Au fil des dix-sept nouvelles qui constituent ce recueil, les auteurs nous entraînent dans l’histoire de la Fédération, un rassemblement de plus en plus important de villes et territoires d’une Europe fantasmée, initiée par les villes de Laërne, Lauterbronn et Ozmüde. Des récits qui esquissent une Histoire différente de la nôtre mais dont les revirements ne surprennent pas forcément, et en appellent à l’inexorabilité du temps qui passe. Un univers où les tensions politiques frontalières ne doivent pour autant pas faire oublier les mystères qui se déploient dans l’ombre.
Les soldats de la mer est un ouvrage à part. Quand on se penche sur le passé éditorial du texte, il est indéniable qu’il n’a cessé de susciter l’intérêt depuis sa première publication, avec pas moins de quatre rééditions depuis sa première parution chez Julliard en 1968. C’est à travers la dernière édition du texte, chez Dystopia, et après que mon libraire m’ait mis le texte dans les mains que je me suis donc décidé à m’y intéresser.
D’emblée, le lecteur est quelque peu déstabilisé par cet univers qui ne se laisse approcher que par vagues successives, au fur et à mesure des nouvelles. Car si chacune d’entre elles est parfaitement compréhensible, le contexte global et le fil conducteur n’apparaissent que par petites touches, qui servent d’introduction aux différents récits et posent les temps forts de cette mystérieuse Fédération.
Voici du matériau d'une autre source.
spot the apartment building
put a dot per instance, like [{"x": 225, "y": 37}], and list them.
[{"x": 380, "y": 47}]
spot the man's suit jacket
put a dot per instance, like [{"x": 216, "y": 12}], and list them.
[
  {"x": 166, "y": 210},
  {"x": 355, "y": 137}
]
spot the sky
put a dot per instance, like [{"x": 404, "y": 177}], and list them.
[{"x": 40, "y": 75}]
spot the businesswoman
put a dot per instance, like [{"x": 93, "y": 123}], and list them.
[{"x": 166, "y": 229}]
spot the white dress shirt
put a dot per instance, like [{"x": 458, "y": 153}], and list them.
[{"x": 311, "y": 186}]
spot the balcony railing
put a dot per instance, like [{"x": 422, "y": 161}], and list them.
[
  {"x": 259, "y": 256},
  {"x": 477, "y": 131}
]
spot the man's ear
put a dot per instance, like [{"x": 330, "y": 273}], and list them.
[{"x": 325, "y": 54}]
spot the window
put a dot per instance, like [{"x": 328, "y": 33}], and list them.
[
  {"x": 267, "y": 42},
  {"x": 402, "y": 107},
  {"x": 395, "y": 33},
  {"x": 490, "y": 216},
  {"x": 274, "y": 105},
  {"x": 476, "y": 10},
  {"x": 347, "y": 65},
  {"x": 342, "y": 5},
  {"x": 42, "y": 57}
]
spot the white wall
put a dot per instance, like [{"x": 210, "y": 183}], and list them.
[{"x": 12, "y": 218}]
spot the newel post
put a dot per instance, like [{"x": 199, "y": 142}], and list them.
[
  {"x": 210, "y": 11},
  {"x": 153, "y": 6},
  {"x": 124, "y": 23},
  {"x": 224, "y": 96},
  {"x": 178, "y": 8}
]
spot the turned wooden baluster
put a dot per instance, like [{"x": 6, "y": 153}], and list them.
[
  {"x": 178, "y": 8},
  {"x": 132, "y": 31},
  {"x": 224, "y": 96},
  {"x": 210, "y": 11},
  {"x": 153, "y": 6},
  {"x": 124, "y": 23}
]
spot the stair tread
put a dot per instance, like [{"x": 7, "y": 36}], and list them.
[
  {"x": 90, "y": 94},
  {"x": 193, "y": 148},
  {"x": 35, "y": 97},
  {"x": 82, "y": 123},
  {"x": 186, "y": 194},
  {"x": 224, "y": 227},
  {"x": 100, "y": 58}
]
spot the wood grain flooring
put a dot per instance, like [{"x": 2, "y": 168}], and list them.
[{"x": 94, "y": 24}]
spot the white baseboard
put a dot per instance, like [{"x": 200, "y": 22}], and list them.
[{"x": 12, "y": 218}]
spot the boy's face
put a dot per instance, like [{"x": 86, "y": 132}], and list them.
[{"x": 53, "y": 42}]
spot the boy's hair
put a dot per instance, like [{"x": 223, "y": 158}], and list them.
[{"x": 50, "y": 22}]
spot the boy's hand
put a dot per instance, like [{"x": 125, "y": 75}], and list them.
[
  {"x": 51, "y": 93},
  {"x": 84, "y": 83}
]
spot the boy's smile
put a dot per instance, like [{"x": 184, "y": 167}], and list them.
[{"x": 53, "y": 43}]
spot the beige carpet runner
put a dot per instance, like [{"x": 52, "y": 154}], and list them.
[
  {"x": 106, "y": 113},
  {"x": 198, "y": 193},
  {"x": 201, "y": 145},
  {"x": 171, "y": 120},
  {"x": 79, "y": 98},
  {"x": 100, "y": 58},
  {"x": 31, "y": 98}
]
Où se situe l’intrigue ? Est-ce dans un réel différent du nôtre ou y-a-t-il un lien entre les deux ? Et pourquoi la dimension fantastique y est aussi présente, alors que la Fédération semble davantage appelée à rationaliser le monde dans lequel elle s’agite ?
Le style est finement ciselé, les mots glissant sur la page, facilitant l’immersion du lecteur dans ces contes de guerre (car c’est bien là l’un des thèmes de fond du recueil) qui donnent autant de visages (et de personnalités) à une forme politique tentaculaire à propos de laquelle fusent les questions. Pourquoi cette Fédération ? Qui en est réellement à l’origine ? Quel est son but ? Autant de interrogations qui vont peu à peu émerger dans l’esprit du lecteur et pour lesquelles il n’aura de réponse qu’au terme de sa lecture, au cours d’une révélation finale – apothéose du plus bel effet.
L’ensemble du recueil puise dans les récits fantastiques classiques XIXe, que ce soit au niveau de l’ambiance ou des thématiques et éléments de mise en scène utilisés. Le thème du vampire n’y fera pas exception avec une nouvelle qui mettra une troupe de soldats aux prises avec un oupire, le terme russe pour « vampire ». On y croisera donc des victimes exsangues et des créatures incapables de contrôler leur besoin de se sustenter de sang, et dont les victimes deviennent, sauf actions particulières, des oupires à leur tour. A noter, également, la présence d’une contrée nommée Slavachie, clin d’œil à peine voilé à la Valachie de Vlad Tepes.
Un ouvrage intriguant qui happe peu à peu son lecteur, une fois que ce dernier parvient à se mettre au diapason avec le rythme de l’ensemble. Une très belle plume et des ambiances qui marient récit de guerre, conte et onirisme, pour un résultat qui mérite franchement qu’on se penche dessus.